Although QueryExpression doesn’t cover all the features of FetchXML there’s still a lot in there to check for. A good starting point is:

public void Execute(IServiceProvider serviceProvider)
{
    var context = (IPluginExecutionContext)serviceProvider.GetService(typeof(IPluginExecutionContext));
    var req = new RetrieveMultipleRequest { Parameters = context.InputParameters };
    var qry = (QueryExpression)req.Query;

    if (qry.Criteria != null)
        throw new InvalidPluginExecutionException("Filter criteria are not supported");

    if (qry.Distinct)
        throw new InvalidPluginExecutionException("Distinct queries are not supported");

    if (qry.LinkEntities.Count > 0)
        throw new InvalidPluginExecutionException("Linked entities are not supported");

    if (qry.NoLock)
        throw new InvalidPluginExecutionException("NoLock hint is not supported");

    if (qry.Orders.Count > 0)
        throw new InvalidPluginExecutionException("Sort orders are not supported");

    if (qry.PageInfo != null)
        throw new InvalidPluginExecutionException("Paging is not supported");

    if (!String.IsNullOrEmpty(qry.QueryHints))
        throw new InvalidPluginExecutionException("Query hints are not supported");

    if (qry.SubQueryExpression != null)
        throw new InvalidPluginExecutionException("Subquery is not supported");

    if (qry.TopCount != null)
        throw new InvalidPluginExecutionException("Top count is not supported");

    // TODO: Execute the query against the remote data source and convert the results to entities
    context.OutputParameters["BusinessEntityCollection"] = new EntityCollection(results);
}

Cross-Provider Queries

A single query can reference entities from multiple different providers. However, the entire query gets sent to the provider for the main entity in the query. It’s then up to that provider to figure out how to handle it.

If the main entity is a standard one, and you’ve added links in to virtual entities, you’ll get an exception:

RetrieveMultiple cannot have LinkEntity which is virtual entity

When the main entity is your virtual entity but there are links to other entities, the entire query is going to be given to your RetrieveMultiple plugin and you need to figure out what to do with it.
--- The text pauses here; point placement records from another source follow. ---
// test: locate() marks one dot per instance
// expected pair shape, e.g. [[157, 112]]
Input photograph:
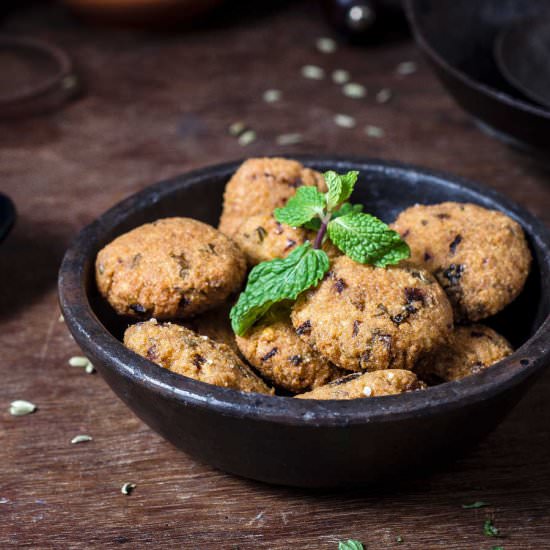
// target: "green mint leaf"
[[350, 544], [313, 225], [346, 208], [308, 203], [489, 530], [474, 505], [340, 187], [367, 240], [275, 281]]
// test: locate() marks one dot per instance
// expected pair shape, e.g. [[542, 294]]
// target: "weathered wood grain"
[[156, 106]]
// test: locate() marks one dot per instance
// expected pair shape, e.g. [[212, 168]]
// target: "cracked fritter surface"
[[369, 384], [469, 350], [216, 324], [277, 352], [362, 317], [260, 185], [184, 352], [173, 267], [479, 256], [263, 238]]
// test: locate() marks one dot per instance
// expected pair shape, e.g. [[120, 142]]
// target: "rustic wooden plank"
[[159, 105]]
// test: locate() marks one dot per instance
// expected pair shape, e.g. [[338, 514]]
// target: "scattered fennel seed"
[[313, 72], [340, 76], [272, 96], [475, 505], [384, 95], [354, 90], [289, 139], [406, 68], [489, 530], [90, 369], [246, 138], [326, 45], [237, 128], [78, 361], [344, 121], [127, 488], [374, 131], [21, 407], [81, 438]]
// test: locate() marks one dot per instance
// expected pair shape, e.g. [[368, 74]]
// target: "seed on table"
[[78, 361], [20, 407], [344, 121], [313, 72], [81, 438], [406, 68], [237, 128], [289, 139], [247, 138], [384, 95], [340, 76], [374, 131], [89, 369], [326, 45], [272, 96], [354, 90], [127, 488]]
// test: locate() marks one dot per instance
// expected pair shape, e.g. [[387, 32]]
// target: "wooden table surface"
[[158, 105]]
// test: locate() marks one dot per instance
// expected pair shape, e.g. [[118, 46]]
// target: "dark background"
[[156, 105]]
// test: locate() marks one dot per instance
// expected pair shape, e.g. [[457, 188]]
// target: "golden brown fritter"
[[479, 256], [277, 352], [469, 350], [184, 352], [369, 384], [263, 238], [215, 324], [174, 267], [259, 186], [363, 317]]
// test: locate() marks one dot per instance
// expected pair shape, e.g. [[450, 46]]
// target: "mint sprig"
[[360, 236], [367, 240], [340, 187], [277, 280], [307, 204]]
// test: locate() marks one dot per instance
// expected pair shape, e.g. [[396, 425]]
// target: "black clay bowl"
[[7, 216], [296, 442], [458, 38]]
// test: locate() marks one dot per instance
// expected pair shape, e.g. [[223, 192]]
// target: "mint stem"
[[321, 233]]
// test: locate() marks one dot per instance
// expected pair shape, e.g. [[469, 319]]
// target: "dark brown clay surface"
[[160, 106], [306, 443]]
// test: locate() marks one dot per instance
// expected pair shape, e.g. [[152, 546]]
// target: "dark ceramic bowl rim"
[[495, 94], [532, 356], [56, 55]]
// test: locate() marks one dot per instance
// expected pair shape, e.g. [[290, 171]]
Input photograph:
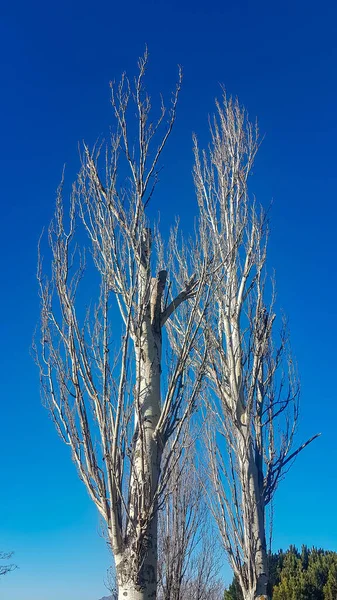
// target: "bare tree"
[[4, 569], [253, 388], [102, 371], [189, 558]]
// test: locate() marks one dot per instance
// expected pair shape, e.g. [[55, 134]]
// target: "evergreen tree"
[[310, 574]]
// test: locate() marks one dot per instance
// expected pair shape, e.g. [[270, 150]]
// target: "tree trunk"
[[258, 531], [137, 564]]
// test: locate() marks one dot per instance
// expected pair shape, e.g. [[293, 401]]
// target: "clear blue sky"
[[57, 58]]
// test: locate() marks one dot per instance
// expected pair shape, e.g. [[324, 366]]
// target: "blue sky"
[[56, 63]]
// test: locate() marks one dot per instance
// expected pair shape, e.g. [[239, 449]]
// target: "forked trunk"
[[136, 565]]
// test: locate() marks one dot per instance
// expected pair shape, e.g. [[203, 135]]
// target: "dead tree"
[[113, 401], [253, 390], [189, 558]]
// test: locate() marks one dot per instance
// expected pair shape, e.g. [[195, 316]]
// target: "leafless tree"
[[4, 569], [253, 390], [113, 401], [189, 558]]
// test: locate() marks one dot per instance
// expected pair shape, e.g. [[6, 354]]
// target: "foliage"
[[309, 574]]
If the links are to other related virtual entities you might be able to include them in the query you send to your data source. Otherwise you need to decide whether to do something clever to try to get the related records from their own data source and join them together yourself, or just to throw an exception to indicate that the query is not supported.

Getting record counts

A useful way of getting the total number of records in an entity is the RetrieveTotalRecordCountRequest. Unfortunately this doesn’t work with virtual entities, and it generates the error:

Entity <name> is a virtual entity, which is not supported

As we can’t use aggregate FetchXML queries either, there’s no direct way to do this. The best option at the moment seems to be to add a new custom API that understands how to retrieve this information for your data source.
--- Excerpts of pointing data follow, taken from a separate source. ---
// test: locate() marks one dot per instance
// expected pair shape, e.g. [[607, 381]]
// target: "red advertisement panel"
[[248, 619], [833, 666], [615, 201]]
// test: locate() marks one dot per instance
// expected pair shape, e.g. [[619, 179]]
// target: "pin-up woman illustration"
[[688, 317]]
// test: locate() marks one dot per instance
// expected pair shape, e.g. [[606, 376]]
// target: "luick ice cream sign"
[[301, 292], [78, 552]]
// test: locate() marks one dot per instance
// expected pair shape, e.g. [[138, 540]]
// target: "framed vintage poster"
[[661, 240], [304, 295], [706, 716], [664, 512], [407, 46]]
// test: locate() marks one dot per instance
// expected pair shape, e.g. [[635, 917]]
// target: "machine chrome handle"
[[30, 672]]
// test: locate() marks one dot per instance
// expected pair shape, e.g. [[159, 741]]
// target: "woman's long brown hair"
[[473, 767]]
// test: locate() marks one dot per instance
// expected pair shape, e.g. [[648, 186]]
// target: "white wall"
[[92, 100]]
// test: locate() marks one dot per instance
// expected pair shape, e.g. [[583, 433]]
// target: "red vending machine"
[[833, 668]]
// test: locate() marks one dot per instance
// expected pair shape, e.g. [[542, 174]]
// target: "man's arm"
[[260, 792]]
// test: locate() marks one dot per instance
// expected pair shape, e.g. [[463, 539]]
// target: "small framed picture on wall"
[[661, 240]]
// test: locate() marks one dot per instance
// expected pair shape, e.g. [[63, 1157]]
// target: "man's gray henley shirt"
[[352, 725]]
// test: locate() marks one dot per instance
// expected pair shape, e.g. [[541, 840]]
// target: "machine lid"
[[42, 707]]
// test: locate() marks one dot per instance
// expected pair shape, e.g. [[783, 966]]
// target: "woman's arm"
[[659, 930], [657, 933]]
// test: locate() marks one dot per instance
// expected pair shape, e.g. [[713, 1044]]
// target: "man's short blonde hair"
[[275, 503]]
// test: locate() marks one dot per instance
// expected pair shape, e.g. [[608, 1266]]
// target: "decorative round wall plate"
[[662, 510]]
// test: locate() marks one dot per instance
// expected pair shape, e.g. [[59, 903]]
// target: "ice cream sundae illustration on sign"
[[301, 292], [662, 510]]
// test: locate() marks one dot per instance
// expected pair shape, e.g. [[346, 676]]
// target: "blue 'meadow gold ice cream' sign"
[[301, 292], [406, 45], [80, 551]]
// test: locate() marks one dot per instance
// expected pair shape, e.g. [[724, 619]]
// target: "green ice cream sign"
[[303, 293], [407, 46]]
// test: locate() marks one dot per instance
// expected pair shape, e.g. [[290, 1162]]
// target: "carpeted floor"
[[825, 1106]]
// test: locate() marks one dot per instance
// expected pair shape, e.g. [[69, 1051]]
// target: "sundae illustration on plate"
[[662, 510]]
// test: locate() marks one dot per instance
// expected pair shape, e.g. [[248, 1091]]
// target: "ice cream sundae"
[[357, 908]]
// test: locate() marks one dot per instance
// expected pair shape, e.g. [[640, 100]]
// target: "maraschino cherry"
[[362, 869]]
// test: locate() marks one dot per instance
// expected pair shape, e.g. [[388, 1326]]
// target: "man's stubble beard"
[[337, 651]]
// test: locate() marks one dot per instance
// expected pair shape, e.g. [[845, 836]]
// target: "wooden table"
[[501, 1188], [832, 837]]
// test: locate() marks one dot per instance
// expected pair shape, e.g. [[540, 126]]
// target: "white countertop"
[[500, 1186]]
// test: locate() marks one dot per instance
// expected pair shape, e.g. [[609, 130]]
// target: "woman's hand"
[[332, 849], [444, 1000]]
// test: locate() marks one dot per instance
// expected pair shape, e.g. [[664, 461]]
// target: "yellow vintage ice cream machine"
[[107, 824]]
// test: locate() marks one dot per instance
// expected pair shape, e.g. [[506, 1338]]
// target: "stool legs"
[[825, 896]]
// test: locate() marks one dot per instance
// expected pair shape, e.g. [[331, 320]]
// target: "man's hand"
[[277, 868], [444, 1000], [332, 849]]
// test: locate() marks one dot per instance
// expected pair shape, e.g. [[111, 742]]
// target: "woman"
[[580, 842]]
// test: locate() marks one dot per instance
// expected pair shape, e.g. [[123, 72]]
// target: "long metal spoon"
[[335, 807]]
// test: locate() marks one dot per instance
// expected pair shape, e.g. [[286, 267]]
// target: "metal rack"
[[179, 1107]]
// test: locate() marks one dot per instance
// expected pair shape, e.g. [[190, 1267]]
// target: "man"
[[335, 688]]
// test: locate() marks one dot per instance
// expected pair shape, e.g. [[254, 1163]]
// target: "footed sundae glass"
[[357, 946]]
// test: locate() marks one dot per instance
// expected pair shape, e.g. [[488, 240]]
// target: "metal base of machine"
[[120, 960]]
6 thoughts on “Querying Virtual Entities”

  1. Hi, I have problems to get the following query going against a virtual table:

    Is this type of query supported?

  2. Hi Mark,

    if for VE we have to use RetrieveMultiple/ Retrieve for each call that we make to external source , will it be the same if we use flow to pull the data based on parameters. In my case source is sql server. I was thinking to use custom data provider but then I am realizing it now even flow can do that job when we use On prem data gateway along with it. Any thoughts ?

    1. If you can access the underlying data source directly I’d do that rather than going via the VE provider – you should get better performance and you’ll be able to use the full range of native queries that the data source supports, not only those that can be translated to a QueryExpression. The trade-off is that you’ll lose the additional security layer added by Dataverse.

  3. Thanks for sharing these tips. Another odd behavior is that, if you try to perform an OData query on a virtual entity and this query uses $apply=aggregate you are going to hit the same blocker, which says that FetchExpression can’t have aggregates …

    Do you know if the Dataverse Web API tries to convert the OData query/params into a FechExpression before querying the data?